SMBs have enough on their minds without worrying that their employees may be tricked into deploying fake security software. It is frustrating to think that while scareware creators are potentially putting SMB customer information at risk, these scammers are also turning big profits - with the most successful scam artists earning $23,000 per week from users unknowingly purchasing their fake software.
To avoid becoming a victim of a rogue security software scam, SMBs must be able to help their employees recognize such cons and take steps to minimize their vulnerability.
SMBs-Beware of "Flashing Ads"
Scammers use several methods to trick people into downloading rogue security software. They design their programs to appear as credible as possible, often mimicking the look and feel of known, legitimate security software programs - using the same fonts, colors, and layouts of real security sites as well as familiar advertisements, pop-up windows and notifications. These rogue applications typically also have names that are similar to legitimate software. For example, the top five fake security programs are named SpywareGuard 2008, AntiVirus 2008, AntiVirus 2009, SpywareSecure and XP AntiVirus.

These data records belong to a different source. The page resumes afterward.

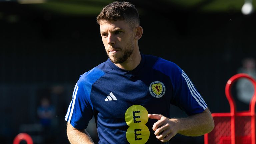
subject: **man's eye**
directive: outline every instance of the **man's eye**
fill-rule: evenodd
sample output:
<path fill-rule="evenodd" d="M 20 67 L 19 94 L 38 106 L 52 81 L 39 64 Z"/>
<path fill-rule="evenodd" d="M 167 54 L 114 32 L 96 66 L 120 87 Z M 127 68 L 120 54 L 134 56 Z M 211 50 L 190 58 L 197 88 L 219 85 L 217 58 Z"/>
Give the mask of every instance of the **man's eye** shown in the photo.
<path fill-rule="evenodd" d="M 121 31 L 116 31 L 115 32 L 115 34 L 120 34 L 122 32 Z"/>
<path fill-rule="evenodd" d="M 101 34 L 101 36 L 103 37 L 106 37 L 106 36 L 108 36 L 108 34 L 107 34 L 106 33 L 104 33 Z"/>

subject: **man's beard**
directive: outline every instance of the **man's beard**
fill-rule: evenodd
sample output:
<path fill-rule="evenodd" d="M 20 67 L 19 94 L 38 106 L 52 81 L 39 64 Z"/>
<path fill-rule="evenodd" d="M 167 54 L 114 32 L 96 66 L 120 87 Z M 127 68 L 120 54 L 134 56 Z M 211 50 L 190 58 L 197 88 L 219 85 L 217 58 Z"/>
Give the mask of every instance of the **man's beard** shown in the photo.
<path fill-rule="evenodd" d="M 122 63 L 126 61 L 133 52 L 134 47 L 133 42 L 132 40 L 131 40 L 128 42 L 129 45 L 127 46 L 126 48 L 124 50 L 120 49 L 120 50 L 123 50 L 123 52 L 122 54 L 122 55 L 120 57 L 116 58 L 114 56 L 112 56 L 112 58 L 113 57 L 114 57 L 114 59 L 112 59 L 109 57 L 109 55 L 108 54 L 108 56 L 111 61 L 113 63 L 118 64 Z M 107 54 L 108 54 L 107 52 Z"/>

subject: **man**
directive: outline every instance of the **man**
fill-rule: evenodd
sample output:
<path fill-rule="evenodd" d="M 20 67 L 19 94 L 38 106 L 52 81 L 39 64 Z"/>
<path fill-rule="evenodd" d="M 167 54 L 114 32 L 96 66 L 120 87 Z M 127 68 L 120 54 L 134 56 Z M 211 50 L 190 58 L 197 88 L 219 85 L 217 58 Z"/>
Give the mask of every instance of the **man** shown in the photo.
<path fill-rule="evenodd" d="M 114 2 L 97 21 L 107 61 L 81 76 L 65 118 L 72 144 L 94 143 L 85 130 L 94 116 L 101 144 L 157 144 L 177 133 L 197 136 L 214 124 L 205 102 L 175 64 L 141 54 L 134 6 Z M 171 118 L 170 104 L 189 116 Z"/>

Rogue security software even shows up alongside legitimate security programs in searches, often at the top of the search engine index. Scammers seed search engine results by capitalizing on popular news items, events, or celebrities, typically using a range of black hat search engine optimization (SEO) techniques to effectively poison search engine results. By doing this, they elevate the ranking of their scam sites whenever any topical news event is searched.
Another highly effective scamming tactic is to display false claims of security threats on an employee's computer. For example, an employee may be surfing the Web when an ad begins flashing and a message appears telling the employee that the flashing ad indicates the employee's computer is likely infected or at risk of infection. These messages are often persistent, repeatedly urging the user to address the risk immediately by following a link where the computer is more completely scanned, the user can buy protective software, or the threat can be removed.

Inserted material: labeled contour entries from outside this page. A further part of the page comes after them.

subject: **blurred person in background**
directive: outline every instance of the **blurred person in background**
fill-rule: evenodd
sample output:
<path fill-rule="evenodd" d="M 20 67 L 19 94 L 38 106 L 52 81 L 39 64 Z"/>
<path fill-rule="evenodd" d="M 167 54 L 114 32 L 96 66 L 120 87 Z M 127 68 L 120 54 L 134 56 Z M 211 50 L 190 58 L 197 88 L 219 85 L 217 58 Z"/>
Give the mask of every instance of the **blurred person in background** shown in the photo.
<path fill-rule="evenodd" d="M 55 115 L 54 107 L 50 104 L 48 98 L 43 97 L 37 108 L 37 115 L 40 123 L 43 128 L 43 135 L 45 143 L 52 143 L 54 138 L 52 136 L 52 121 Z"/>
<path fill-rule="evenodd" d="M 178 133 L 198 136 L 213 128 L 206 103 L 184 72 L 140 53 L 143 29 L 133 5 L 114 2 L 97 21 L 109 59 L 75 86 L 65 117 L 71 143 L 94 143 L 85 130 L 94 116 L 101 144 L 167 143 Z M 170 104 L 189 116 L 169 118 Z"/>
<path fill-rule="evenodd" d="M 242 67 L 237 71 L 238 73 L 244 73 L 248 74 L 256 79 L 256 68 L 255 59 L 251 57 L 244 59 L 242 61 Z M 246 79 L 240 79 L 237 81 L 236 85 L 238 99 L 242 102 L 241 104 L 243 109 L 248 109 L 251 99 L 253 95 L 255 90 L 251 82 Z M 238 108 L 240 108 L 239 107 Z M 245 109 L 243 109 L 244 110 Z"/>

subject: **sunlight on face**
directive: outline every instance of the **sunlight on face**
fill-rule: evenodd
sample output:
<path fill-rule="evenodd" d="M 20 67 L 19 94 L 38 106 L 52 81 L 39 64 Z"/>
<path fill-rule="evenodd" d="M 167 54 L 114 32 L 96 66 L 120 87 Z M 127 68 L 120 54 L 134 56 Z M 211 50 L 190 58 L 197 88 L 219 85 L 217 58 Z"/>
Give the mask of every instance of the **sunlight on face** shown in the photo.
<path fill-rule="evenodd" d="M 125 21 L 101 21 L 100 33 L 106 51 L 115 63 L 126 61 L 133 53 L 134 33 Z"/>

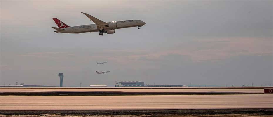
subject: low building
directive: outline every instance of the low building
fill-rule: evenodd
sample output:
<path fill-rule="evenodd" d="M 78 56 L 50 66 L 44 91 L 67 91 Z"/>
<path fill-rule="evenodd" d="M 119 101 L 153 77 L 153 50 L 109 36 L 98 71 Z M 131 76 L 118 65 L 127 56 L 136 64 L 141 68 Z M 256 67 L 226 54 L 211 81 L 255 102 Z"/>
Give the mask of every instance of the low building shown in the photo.
<path fill-rule="evenodd" d="M 117 81 L 115 82 L 115 87 L 146 87 L 142 81 Z"/>
<path fill-rule="evenodd" d="M 22 87 L 23 85 L 0 85 L 1 87 Z"/>
<path fill-rule="evenodd" d="M 148 85 L 148 87 L 186 87 L 186 85 Z"/>
<path fill-rule="evenodd" d="M 90 85 L 90 87 L 107 87 L 106 85 Z"/>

Unfortunately, these and other tactics are working for scammers. According to the report, 93 percent of installations of rogue security software are intentional. What users are unaware of is that by allowing a scan, purchasing rogue software, or downloading removal tools, they may actually be exposing their computer, their company and customer information to spyware. This mistake can place an SMB's customer credentials such as credit card numbers and other personally identifiable information into scammers' hands -- even depositing money directly into scammers' pockets.